This was not a fight I wanted to have right now. I turn to him, "Not today, okay? I've heard enough from my dad. Just later, please. I just…"

A wave of pain sweeps over me, cutting my words off. Frowning, my hand goes straight to my barely-there baby bump.

Ezra notices straight away. He takes two steps toward me, his arms outstretched. "What's wrong?"

"Nothing, my back just aches. It's been like this all day. I probably just need to lie down." I place hands on my back and knead it, hoping that it would make the pain go away _._ As nonchalant as I pretended to be, I was a little bothered by the pain.

"Aria, honey…" I hold up my hand, cutting him off. I knew he was worried, but I was too infuriated at him right now.

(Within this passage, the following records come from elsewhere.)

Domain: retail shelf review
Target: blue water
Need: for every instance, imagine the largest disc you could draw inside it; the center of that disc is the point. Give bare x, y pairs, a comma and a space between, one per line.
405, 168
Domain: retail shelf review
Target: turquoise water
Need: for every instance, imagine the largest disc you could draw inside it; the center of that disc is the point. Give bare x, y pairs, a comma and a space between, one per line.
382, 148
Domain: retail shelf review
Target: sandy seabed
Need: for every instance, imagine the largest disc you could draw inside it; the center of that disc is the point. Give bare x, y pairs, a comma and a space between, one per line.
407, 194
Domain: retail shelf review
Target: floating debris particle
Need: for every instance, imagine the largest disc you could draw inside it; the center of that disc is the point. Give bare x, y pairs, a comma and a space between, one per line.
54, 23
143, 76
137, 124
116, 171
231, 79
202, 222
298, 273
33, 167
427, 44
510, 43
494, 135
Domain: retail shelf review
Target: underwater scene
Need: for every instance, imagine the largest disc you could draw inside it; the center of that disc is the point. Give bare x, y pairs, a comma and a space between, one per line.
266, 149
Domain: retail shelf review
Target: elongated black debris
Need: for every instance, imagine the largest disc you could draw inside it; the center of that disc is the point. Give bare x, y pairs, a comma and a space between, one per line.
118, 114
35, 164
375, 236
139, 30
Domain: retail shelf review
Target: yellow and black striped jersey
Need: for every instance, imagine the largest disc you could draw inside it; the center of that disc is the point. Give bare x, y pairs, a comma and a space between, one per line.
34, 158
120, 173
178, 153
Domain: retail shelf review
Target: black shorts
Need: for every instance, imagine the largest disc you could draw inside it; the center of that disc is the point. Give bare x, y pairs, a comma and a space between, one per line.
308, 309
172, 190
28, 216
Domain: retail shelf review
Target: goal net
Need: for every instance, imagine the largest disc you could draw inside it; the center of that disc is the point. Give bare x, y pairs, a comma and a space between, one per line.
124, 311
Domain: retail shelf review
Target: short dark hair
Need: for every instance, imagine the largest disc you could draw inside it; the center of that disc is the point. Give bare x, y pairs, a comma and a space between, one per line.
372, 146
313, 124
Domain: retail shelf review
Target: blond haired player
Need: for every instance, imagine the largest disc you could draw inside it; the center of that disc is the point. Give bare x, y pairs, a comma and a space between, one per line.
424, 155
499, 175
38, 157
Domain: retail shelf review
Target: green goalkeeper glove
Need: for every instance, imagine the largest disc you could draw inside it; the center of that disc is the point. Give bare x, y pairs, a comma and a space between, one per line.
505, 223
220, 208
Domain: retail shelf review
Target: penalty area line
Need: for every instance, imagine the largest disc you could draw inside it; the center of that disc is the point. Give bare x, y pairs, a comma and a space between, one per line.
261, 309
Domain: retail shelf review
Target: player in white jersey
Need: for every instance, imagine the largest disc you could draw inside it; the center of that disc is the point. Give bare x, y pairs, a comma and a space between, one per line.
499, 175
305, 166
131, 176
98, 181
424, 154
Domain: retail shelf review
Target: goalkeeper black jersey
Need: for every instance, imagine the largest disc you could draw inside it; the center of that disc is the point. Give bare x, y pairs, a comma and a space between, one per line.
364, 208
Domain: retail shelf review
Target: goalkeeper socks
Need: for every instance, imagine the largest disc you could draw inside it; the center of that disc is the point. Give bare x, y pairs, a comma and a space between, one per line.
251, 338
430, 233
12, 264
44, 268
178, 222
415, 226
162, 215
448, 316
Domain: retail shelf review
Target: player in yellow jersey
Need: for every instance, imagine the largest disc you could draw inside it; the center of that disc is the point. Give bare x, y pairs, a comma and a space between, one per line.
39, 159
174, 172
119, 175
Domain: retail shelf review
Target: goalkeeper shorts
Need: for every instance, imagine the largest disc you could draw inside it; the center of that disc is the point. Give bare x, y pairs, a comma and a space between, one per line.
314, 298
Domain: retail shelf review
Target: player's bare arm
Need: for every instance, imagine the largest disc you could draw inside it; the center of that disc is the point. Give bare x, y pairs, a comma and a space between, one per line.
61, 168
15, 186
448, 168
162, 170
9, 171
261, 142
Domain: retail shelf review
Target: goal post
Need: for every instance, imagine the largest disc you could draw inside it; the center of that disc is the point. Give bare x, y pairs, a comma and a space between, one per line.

"No. Not now. I'm just going to…"

A white-hot pain races down my spine, more painful than any of the others before. I whimper at the sudden pain and Ezra is there behind me, his hands soothing on my back. That was when I felt it. My heart plummeted as I feel the blood trickling down the inside my legs. In that split second I forget our stupid fight. I look into Ezra's eyes and see the worry in my eyes mirrored in his own.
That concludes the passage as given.